In a feat of strength beyond most, Elisa pushed upward with one arm, separating the whip from her face and pinning the monster to the ground. Her lower hand she made into a terrible fist, squeezing acid blood from the thing like an untied hogwurst. She extended her upper hand, spreading her mighty shoulders, and her muscles bulged and popped like a draught horse. The thing was torn utterly in two.
She flopped to the wet stones and tenderly touched the burns across her head and face. In a drain’s pool, she saw herself and knew that what beauty she once had was truly gone. She saw only a monster. That reflection drove her pushed her closer to madness than any tenure in the sewers or nights in black fever. It occurred to her, there in the depths, that to think one’s self a monster is the first step to becoming one.
She steeled her emotions, and stood. In hood’s shadow her eyes fumed, and she lifted the axe with grim purpose. Stepping over the ruined beast she t
ook pause. In the tunnel beyond, just now revealed in dawn’s glow, a sight from nightmare unfolded.
Thousands of them. They piled and whipped and tangled like a bed of breeding snakes. Wet slurping and rubbery slaps punctuated the hellish visions of their brood. It was a mass as high as a man and thrice as wide, like a ball of ropes all knotting and probing and twitching with slime-skinned death.

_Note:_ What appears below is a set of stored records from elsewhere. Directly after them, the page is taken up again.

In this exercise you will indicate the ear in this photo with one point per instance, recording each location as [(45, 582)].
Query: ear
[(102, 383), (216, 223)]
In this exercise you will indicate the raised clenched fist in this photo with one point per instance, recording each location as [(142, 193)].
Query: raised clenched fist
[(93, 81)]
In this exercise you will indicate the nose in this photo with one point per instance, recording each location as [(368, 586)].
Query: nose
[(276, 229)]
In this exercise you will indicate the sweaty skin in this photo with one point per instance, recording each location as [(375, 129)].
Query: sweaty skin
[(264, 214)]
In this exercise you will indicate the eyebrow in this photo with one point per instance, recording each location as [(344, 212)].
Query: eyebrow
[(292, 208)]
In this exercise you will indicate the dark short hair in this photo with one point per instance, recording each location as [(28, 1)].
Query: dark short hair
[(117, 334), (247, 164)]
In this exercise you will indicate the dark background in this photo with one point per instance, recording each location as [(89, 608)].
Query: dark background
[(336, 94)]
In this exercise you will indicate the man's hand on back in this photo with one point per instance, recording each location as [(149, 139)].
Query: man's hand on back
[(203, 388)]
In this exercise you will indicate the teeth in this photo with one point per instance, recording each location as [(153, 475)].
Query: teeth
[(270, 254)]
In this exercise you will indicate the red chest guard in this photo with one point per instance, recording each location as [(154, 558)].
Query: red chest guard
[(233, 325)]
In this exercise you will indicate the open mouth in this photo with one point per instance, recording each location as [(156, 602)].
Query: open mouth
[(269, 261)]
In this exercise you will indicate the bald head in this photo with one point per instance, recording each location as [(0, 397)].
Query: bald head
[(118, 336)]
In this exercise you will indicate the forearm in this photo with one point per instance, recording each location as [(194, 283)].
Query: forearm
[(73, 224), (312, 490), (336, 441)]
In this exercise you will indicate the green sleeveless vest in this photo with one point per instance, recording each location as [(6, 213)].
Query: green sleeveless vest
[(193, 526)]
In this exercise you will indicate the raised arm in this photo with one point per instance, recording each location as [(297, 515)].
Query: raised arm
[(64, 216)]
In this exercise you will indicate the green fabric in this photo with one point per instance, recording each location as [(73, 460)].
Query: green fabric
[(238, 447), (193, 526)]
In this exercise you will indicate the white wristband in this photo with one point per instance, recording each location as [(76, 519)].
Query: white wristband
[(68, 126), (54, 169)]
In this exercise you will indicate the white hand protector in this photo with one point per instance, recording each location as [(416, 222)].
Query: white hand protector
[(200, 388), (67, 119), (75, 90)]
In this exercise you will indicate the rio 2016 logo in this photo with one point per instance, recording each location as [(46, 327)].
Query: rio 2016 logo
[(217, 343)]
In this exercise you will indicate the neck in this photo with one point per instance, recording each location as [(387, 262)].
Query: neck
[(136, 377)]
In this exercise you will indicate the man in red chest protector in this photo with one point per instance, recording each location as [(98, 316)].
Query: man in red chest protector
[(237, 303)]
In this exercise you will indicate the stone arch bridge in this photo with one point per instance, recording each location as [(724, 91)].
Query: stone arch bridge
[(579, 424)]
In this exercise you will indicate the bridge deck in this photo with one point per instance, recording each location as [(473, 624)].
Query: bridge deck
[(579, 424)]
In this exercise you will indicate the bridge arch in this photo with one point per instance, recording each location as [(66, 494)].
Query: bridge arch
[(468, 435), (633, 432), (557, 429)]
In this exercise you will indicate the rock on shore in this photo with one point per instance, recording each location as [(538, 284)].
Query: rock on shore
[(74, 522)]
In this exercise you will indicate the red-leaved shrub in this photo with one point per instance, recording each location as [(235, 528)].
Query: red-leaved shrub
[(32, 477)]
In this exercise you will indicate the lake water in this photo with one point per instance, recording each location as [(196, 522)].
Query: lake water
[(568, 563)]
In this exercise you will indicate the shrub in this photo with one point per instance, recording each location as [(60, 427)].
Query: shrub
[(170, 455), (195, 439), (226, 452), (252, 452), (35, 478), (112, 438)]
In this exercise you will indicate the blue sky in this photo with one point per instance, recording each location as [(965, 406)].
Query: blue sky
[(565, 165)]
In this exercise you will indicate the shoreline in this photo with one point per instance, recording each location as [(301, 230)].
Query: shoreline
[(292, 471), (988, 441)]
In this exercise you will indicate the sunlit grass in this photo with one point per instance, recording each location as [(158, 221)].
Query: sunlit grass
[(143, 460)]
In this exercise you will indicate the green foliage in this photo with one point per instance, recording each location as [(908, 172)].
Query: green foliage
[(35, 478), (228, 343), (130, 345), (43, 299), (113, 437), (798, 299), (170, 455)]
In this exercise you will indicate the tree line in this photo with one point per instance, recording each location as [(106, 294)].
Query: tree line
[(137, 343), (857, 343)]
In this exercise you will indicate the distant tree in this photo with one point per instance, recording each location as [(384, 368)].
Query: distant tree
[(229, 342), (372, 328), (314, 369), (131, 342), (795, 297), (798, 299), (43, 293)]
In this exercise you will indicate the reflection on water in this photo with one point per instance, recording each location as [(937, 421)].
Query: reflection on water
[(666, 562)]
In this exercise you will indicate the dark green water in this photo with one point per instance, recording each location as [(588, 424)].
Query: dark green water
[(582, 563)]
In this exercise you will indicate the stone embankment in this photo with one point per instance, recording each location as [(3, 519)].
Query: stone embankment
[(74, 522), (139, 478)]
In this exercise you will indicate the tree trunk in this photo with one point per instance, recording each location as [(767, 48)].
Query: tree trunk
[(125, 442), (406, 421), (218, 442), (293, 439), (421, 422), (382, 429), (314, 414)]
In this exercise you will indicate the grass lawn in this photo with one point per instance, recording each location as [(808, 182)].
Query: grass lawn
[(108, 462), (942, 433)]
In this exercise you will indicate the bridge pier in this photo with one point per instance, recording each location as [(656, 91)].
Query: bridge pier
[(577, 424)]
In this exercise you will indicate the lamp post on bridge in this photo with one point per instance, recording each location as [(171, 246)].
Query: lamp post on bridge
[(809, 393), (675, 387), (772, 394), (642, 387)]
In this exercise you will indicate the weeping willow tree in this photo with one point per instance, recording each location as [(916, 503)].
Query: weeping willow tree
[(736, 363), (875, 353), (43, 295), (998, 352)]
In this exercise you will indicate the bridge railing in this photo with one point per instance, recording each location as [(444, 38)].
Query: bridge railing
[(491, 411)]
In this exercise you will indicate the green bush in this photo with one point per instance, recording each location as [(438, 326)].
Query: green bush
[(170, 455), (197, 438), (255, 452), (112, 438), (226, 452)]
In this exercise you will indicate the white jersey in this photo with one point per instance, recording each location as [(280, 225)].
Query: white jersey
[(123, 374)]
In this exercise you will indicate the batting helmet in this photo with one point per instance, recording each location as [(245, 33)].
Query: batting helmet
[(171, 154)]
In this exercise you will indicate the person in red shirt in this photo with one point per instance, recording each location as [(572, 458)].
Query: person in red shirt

So, she ran. She did not stop until she reached the river drains, and sunlight renewed on Launder’s Rock. From that small crag, she could see Englemoor laid out, and like a weird colossus she stood motionless in the sun surveying her past. Death stalked them all.
Would she remain, and be their hated savior and herald of doom, or take to the road’s foot and become a wraith of the wild? Though her look was a terror to behold, and her mind a black pit of confusion and determination, she was not evil, and the decision came to her easily. There was no leaving. Englemoor was the target of some dark spell, and spells make nauseous the hill folk.
She stooped in her hellish hood, leaned the axe, and washed the filth from her fists. The sun climbed, and on golden skin those warm rays renewed her.
“They’ll not listen to a murderer,” she mumbled, tightening her ragged wraps, and rubbing one sore shoulder. She looked long at that hooded face in the water. “The Headsman will draw them out, and we’ll crush these poisonous demons together.
“Fight alongside your accusers?” some new voice echoed in her mind.
“At least expose the threat,” she returned. “Then it’s to the road. I’ve enough of towns and tunnels.”
She stood, tall with new purpose. Hers was an exquisite form of ferocity, like an avatar of ancient bloodlines in the Age of Titans. She rested one hand on her chest, a rare and feminine gesture. She was still a woman after all. Some wisp of an old dream danced at the edge of her shadowy mind, but she could not place it. Her softer side was truly dead.